Улыбается полковник, ряд зубов белых, как у акулы, показывает.

— Вы нам не доверяете?

Молчу я. Доверяю я вам, как же.

— Давай пульт, — говорит полковник и лапу свою громадную протягивает.

Держу я пульт в руках, отдавать не хочу. Левую руку свою за спиной держу, сжимаю в ней тумблер сигнальный, с реактором «Глории» связанный. Чувствую — дрожит рука, трясется мелкой противной дрожью.

Щелкает полковник пальцами, один лейтенант мне пушку в голову нацелил, другой подходит ко мне, его пушка мне аккурат в живот нацелена. Я им спокойно так говорю:

— Постойте, служивые, постойте, солдатики оловянные, — и показываю им тумблер в левой руке.

— Если вы меня застрелите, отпущу я эту кнопку, мой реактор меня понимать перестанет и полетим мы прямиком к ангелам, понятно?! А ну, назад!
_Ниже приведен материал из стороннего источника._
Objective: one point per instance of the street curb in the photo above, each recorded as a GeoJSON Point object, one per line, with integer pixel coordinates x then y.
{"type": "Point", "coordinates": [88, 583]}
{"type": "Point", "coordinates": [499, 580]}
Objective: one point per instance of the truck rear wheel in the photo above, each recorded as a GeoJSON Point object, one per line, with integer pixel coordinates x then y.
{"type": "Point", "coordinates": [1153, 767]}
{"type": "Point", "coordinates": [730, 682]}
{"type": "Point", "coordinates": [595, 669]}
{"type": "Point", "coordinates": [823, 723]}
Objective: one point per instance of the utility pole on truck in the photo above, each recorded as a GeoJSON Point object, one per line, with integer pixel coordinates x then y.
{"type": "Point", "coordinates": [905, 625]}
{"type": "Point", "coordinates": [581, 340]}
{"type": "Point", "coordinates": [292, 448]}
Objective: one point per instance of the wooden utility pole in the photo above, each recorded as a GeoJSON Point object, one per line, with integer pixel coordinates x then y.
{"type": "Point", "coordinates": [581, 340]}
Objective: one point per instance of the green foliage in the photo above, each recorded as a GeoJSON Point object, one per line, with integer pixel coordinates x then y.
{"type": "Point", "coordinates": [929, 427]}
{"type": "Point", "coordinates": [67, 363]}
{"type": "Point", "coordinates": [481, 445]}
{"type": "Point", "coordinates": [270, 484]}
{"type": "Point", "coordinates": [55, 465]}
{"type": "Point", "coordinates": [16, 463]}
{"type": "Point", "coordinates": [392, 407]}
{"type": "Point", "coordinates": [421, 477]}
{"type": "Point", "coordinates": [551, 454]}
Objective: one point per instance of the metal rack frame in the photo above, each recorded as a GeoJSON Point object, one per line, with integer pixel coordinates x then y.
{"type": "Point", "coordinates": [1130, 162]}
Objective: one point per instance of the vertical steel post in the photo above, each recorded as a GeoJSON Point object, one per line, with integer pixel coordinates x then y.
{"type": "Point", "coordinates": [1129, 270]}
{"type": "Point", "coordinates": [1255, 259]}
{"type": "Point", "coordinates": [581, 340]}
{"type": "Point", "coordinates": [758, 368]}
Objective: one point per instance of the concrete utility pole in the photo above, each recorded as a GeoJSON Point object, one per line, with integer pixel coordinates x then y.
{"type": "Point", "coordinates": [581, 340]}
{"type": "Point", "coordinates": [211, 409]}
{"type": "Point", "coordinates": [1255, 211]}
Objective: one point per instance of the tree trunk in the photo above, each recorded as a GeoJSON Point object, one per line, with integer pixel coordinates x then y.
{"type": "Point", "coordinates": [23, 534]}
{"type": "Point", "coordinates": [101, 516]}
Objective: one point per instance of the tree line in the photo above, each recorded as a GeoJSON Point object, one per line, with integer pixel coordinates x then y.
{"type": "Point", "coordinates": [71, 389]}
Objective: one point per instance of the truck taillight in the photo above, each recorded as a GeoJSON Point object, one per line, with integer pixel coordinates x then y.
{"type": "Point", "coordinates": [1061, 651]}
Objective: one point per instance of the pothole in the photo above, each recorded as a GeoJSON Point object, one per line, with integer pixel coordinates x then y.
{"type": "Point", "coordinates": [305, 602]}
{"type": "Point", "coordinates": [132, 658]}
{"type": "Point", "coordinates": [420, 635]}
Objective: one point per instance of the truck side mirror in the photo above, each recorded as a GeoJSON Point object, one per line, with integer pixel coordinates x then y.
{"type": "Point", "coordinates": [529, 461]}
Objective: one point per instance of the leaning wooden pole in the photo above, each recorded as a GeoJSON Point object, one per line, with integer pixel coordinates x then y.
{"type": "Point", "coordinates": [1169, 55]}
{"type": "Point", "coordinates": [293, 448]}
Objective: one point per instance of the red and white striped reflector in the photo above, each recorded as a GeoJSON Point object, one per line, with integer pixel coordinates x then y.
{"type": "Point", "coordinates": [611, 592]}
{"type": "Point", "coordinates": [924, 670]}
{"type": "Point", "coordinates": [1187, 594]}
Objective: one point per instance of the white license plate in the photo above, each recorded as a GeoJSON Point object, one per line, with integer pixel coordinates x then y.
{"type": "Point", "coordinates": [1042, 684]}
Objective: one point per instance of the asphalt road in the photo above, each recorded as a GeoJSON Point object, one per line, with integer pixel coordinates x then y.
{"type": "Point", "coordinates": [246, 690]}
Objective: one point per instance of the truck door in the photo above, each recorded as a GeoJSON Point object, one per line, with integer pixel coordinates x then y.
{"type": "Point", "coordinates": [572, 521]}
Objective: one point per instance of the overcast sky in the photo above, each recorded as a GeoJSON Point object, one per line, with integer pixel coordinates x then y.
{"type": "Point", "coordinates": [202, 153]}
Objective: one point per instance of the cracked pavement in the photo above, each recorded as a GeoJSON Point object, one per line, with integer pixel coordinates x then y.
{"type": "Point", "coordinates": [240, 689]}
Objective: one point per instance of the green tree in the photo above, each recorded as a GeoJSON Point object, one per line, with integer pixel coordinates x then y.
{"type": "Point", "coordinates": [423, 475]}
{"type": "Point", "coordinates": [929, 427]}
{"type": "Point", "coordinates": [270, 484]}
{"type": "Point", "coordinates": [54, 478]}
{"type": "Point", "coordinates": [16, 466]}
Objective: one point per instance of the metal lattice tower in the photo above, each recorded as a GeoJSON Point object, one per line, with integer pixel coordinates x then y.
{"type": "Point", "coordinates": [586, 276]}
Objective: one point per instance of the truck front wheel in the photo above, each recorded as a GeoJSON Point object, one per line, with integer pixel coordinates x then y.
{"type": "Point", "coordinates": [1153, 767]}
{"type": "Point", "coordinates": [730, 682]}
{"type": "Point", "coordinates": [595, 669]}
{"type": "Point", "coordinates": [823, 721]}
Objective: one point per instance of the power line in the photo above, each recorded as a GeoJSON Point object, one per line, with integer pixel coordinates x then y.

Застыли лейтенанты, застыл и полковник. Работа мозга на их мордах чисто выбритых появляется, думают они, соображают.

— Деньги гоните сюда, потом и пульт получите, — говорю я и чувствую, как коленки мои дрожать начинают.

«Держись, Аль, держись», твержу я про себя.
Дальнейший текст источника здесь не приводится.